To be fair, the technical reason is that the modern web (circa last 3-5 years
or so?) has mostly switched over to demand scaling, and this is why hug-of-
death situations are comparatively rare now.

If you have to be super-economical, and even setting an upper spending limit
is uncomfortable, set your site up to ping you when/if it's falling apart so
you can pull the trigger on ordering more cores yourself. Maybe put a super
easy "order more cores" button in the ping, make 2:30AM disasters less
terrible.

Of course, technical reasons aside, my initial unimpressedness (or, I must
admit, indignation - ha) was directed at whoever this group's ISP is. Clearly
the ISP is not providing enough [demand] bandwidth.

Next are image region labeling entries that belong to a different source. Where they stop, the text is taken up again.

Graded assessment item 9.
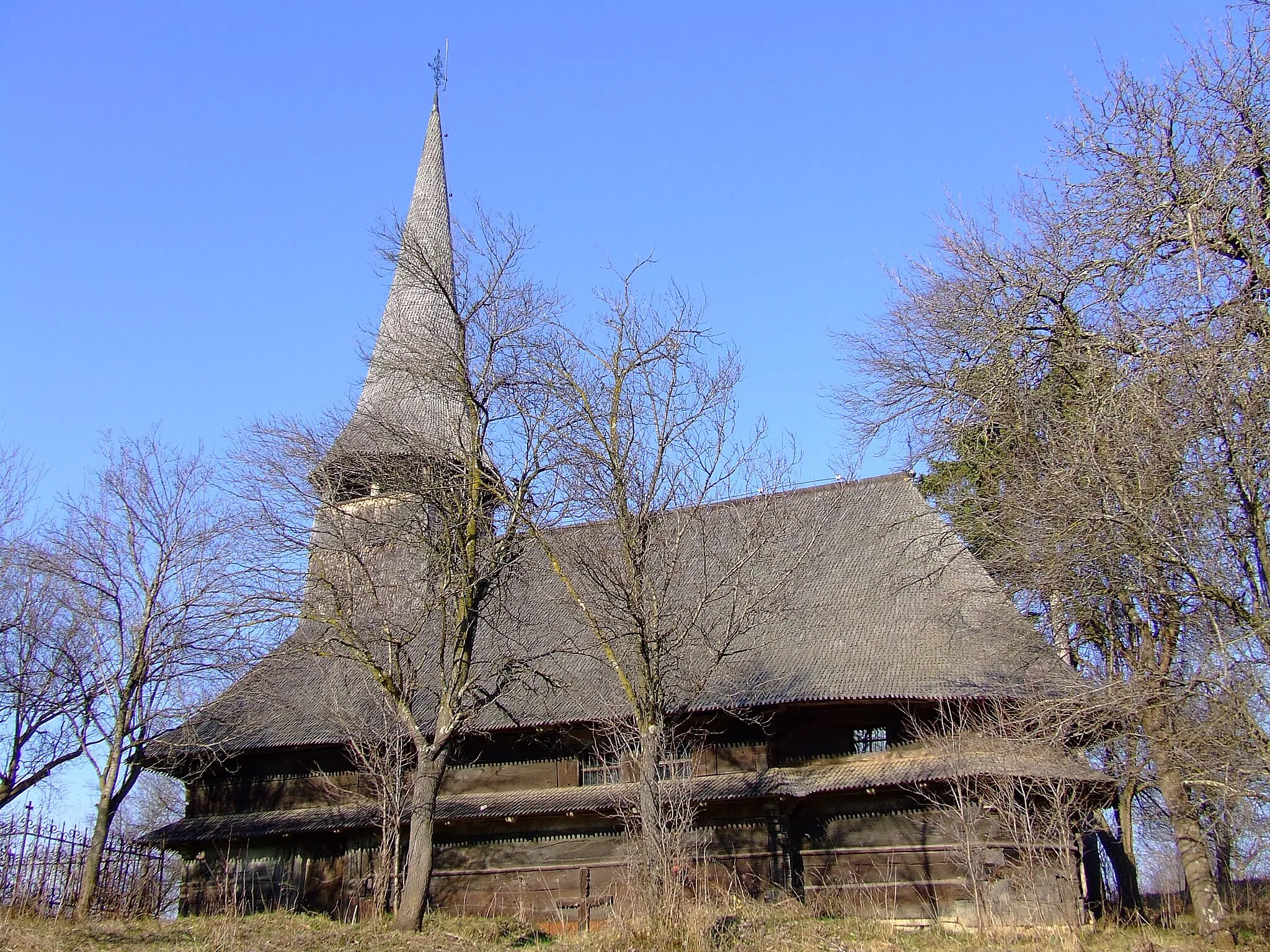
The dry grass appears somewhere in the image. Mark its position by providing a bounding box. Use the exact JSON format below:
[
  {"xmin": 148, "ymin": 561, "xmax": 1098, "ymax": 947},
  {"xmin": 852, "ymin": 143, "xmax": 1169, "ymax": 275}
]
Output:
[{"xmin": 0, "ymin": 904, "xmax": 1270, "ymax": 952}]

[Edit: After reading some comments below I think I should insert a
preface/prefix here and say that it's entirely possible the website itself is
misconfigured. I think I got sufficiently indignant that I didn't factor this
in, and this was definitely an oversight. I don't know the situation, and it's
unfair to squarely blame the ISP. Original message continues unedited...]

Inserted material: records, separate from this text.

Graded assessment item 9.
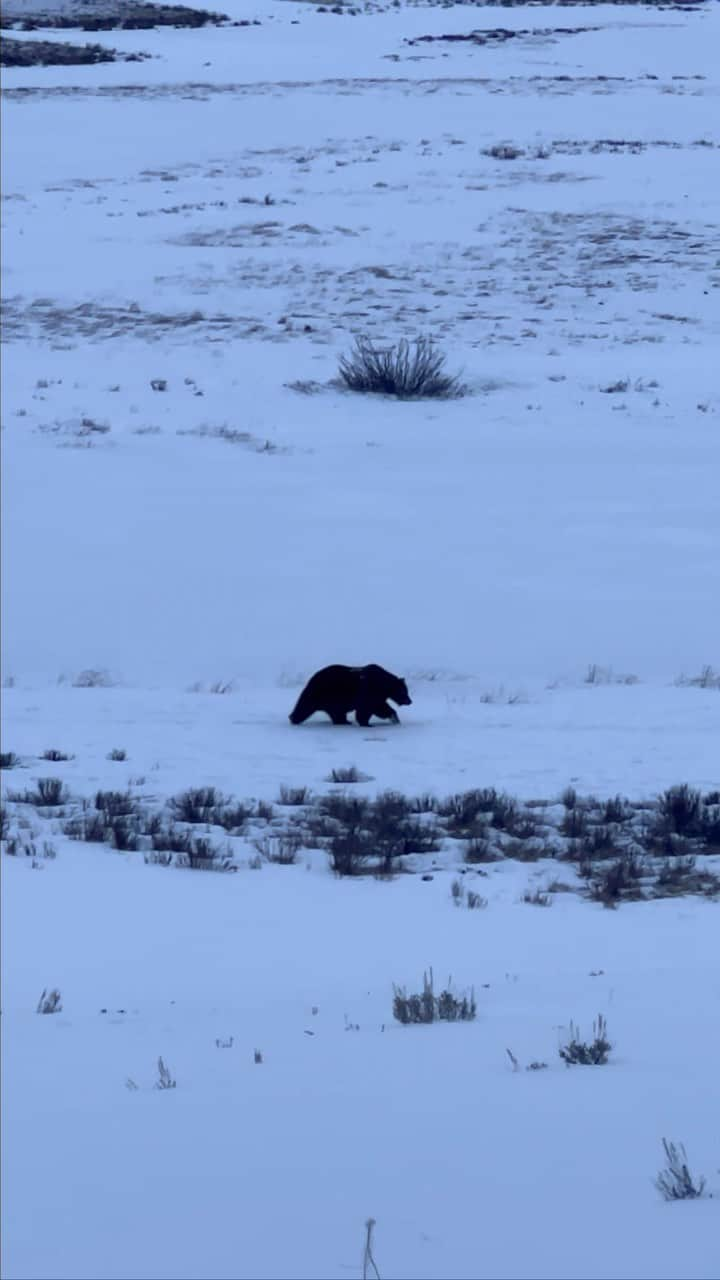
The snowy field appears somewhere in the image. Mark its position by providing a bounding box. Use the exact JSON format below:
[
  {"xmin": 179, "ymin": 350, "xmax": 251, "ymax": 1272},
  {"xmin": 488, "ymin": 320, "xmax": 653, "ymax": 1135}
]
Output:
[{"xmin": 1, "ymin": 0, "xmax": 720, "ymax": 1280}]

So, FWIW, this group is using mediatemple. (Found by a simple google of the IP
and careful untangling of the results.) ...Well that's a name I've not heard
in years. And it made me wonder - do MT have an answer to demand scaling? I'm
not able to discern either way from a quick browse of their website (including
the "managed wordpress hosting" section). If they _don 't_ (and they seem to
be stuck in the VPS days), ouch. If they _do_ have demand scaling, then I
think it's unprofessional to offer configurations that don't handle situations
like this.

In any case, a "504 Gateway timeout" with a tiny "nginx" underneath is going
to make people go "hmm, who's this person's ISP" and knock a few points off
whatever the answer to that question is. I wouldn't want that happening to me
or anyone I build websites for.

[Edit, in the same vein as the edit above: the conclusion above is plausible,
but incomplete. Again, it's necessary to consider all angles.]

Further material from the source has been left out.